Businesses increasingly don’t just sell products and services in a single transaction. Subscription and other businesses that focus on recurring sales have existed for a very long time. What is new is that many more businesses have adopted a subscription approach, which makes them look a lot more like a company in the the cable television business than an auto parts manufacturer.

Successfully implementing a subscription business model can be particularly hard since the customer acquisition cost (CAC) happens up front and the revenue appears over time. These subscription businesses have a revenue profile that is more like an annuity. This revenue profile is not like the manufacturer’s business that many people learned about from a college introduction to accounting class. Unlike an annuity, the revenue stream of a subscription business is subject to risk, uncertainty and ignorance. The good news is that it is precisely because there is risk, uncertainty and ignorance that an opportunity for profit exists. The bad news is that it can be hard to capture. The reality is that if you do not capture this profit your competitors may do so.

Someone may ask: Why should I worry about this? Will it be on the test? The answer is: Yes and yes. Charlie Munger says it best: “The number one idea is to view a stock as an ownership of the business and to judge the staying quality of the business in terms of its competitive advantage. Look for more value in terms of discounted future cash-flow than you are paying for. Move only when you have an advantage.” The text in bold in the Munger statement is critical with a subscription service like Amazon Prime- you can’t understand the value of the business by looking at just one month or even a few months since it is lifetime value that matters.

Why are these new subscription businesses being created more often? The economics of a subscription business can be very favorable if you get it right. A lot of financial leverage can be generated if the customer does not need to be acquired repeatedly. Customer acquisition cost is lower for a well-run subscription business even though it is more front loaded. Yes, subscription business models can have more predictable revenues, but that is not caused by the tooth fairy. More predictable revenues are a byproduct of lower overall CAC and some operational approaches and investments in customer retention. The trade-off is that a subscription business model can also be deadly if you get it wrong. Each of the key variables in a subscription business can be either: (1) many angels working together to build something wonderful, or (2) a pack of hungry wolves that can tear the business to shreds. Propelling more businesses to adopt a subscription business  model is a simple truth: if your competitors or competitors get this model right your business may be doomed.

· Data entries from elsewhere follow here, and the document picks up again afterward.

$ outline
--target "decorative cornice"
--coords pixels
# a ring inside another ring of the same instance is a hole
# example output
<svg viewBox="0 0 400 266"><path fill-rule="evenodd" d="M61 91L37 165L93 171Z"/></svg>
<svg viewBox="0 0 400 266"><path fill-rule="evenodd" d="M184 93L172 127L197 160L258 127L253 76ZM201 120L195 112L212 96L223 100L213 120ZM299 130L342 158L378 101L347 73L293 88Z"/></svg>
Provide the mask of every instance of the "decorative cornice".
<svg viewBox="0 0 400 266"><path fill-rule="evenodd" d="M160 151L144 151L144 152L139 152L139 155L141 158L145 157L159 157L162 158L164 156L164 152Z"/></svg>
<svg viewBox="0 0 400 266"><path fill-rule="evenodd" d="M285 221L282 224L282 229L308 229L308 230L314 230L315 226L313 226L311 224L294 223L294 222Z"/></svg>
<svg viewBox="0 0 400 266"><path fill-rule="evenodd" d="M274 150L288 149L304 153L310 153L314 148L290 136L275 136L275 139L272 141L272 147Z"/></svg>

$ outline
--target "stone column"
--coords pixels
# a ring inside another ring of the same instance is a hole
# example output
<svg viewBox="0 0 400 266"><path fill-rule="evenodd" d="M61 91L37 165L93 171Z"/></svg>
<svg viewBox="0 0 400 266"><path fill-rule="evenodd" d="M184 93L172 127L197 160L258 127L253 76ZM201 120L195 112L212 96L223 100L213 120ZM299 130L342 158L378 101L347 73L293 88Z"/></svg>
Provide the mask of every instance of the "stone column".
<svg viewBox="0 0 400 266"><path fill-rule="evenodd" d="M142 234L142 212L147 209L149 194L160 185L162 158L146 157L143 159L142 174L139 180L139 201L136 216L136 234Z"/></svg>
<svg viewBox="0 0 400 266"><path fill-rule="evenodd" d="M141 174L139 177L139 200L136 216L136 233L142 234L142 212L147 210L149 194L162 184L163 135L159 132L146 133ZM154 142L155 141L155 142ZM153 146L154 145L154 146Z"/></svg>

The benefits of this new way of doing business was chronicled well in the book The Outsiders by Thorndike. One of the major innovators of this way of doing business model was John Malone in the cable television industry. Here is John Malone talking about the model he used to build many of his businesses:

“We decided… to go on a cash flow metric very much like real estate. Levered cash flow growth became the mantra out here. A number of our eastern competitors early on were still large industrial companies — Westinghouse, GE, — and they were on an earnings metric. It became obvious to us that if you were going to be measured on earnings, it would be real tough to stay in the cable industry and grow.” “I used to say in the cable industry that if your interest rate was lower than your growth rate, your present value is infinite. That’s why the cable industry created so many rich guys. It was the combination of tax-sheltered cash-flow growth that was, in effect, growing faster than the interest rate under which you could borrow money. If you do any arithmetic at all, the present value calculation tends toward infinity under that thesis.” “It’s not about earnings, it’s about wealth creation and levered cash-flow growth. Tell them you don’t care about earnings..” “The first thing you do is make sure you have enough juice to survive and you don’t have any credit issues that are going to bite you in the near term, and that you’ve thought about how you manage your way through those issues.” “I used to go to shareholder meetings and someone would ask about earnings, and I’d say, ‘I think you’re in the wrong meeting.’ That’s the wrong metric. In fact, in the cable industry, if you start generating earnings that means you’ve stopped growing and the government is now participating in what otherwise should be your growth metric.”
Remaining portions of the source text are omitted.